I told him I’ve heard that the recession is hurting a lot of restaurants, especially the high-end places. (Al’s is high-end. My steak was $38. Jack’s veal was $35. With salads, sides and drinks, our bill was $155.)
The meal for two cost $155? No wonder there were only two other people in the restaurant!
According to the law of demand, consumers will buy more of a good when its price decreases and less of a good when its price increases. Fewer people demand a steak that’s $38 than one with a lower price.
Although a person may experience positive marginal utility when they frequent restaurants that have history and character, that value may not be enough to meet or exceed the cost of a $155 dinner for two. Furthermore, people who eat at high-end restaurants face a high opportunity cost; instead, they could pay for multiple meals at a lower-end restaurant, buy groceries and make meals for the rest of the week, or spend the money in a different way.
The demand curve for high-end restaurants in Saint Louis has shifted to the left in recent history, and this can be attributed to many reasons. Reduced patronage from businessmen is a reason that McClellan identifies in his article, and he explains that this is because Saint Louis has fewer corporate headquarters and fewer conventions than before. Additional explanations for the leftward shift in demand for high-end restaurants include: the declining population of Saint Louis, reduced levels of disposable income, and the rise of close substitutes that are less expensive (i.e., chain restaurants).
Supply and Demand for High-End Restaurant Meals in Saint Louis
As shown in the preceding graph, the leftward shift in demand places a downward pressure on the equilibrium quantity and the equilibrium price.

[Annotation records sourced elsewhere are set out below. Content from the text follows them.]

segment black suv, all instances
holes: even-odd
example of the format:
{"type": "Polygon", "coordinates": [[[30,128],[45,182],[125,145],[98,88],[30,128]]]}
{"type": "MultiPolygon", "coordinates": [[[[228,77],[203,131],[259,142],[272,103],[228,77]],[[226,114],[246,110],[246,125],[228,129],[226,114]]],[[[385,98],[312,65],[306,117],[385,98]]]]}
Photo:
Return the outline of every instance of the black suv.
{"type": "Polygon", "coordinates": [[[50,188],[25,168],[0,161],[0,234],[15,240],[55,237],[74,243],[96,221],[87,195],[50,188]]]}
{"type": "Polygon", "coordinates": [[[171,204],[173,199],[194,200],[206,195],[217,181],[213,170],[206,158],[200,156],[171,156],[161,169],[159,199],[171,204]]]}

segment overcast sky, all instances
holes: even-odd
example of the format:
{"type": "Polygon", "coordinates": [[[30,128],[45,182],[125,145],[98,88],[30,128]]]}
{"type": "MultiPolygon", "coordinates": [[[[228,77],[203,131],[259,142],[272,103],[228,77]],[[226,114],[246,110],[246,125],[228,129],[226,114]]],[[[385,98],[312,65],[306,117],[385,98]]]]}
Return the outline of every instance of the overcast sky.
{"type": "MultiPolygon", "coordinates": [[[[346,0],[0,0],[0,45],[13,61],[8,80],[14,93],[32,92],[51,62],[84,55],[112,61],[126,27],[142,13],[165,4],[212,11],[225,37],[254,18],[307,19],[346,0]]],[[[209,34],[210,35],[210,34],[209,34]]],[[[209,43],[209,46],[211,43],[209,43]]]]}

This means that the number of high-end restaurants will be lower (i.e., some will go out of business), and it also means that the price charged by the restaurants that remain will be lower.
If a restaurant owner wants to stay in business, then he or she should be responsive to shifts in demand such as this. The restaurant owner can either exit the market, or work toward a better chance at survival by adapting — perhaps by lowering his or her prices.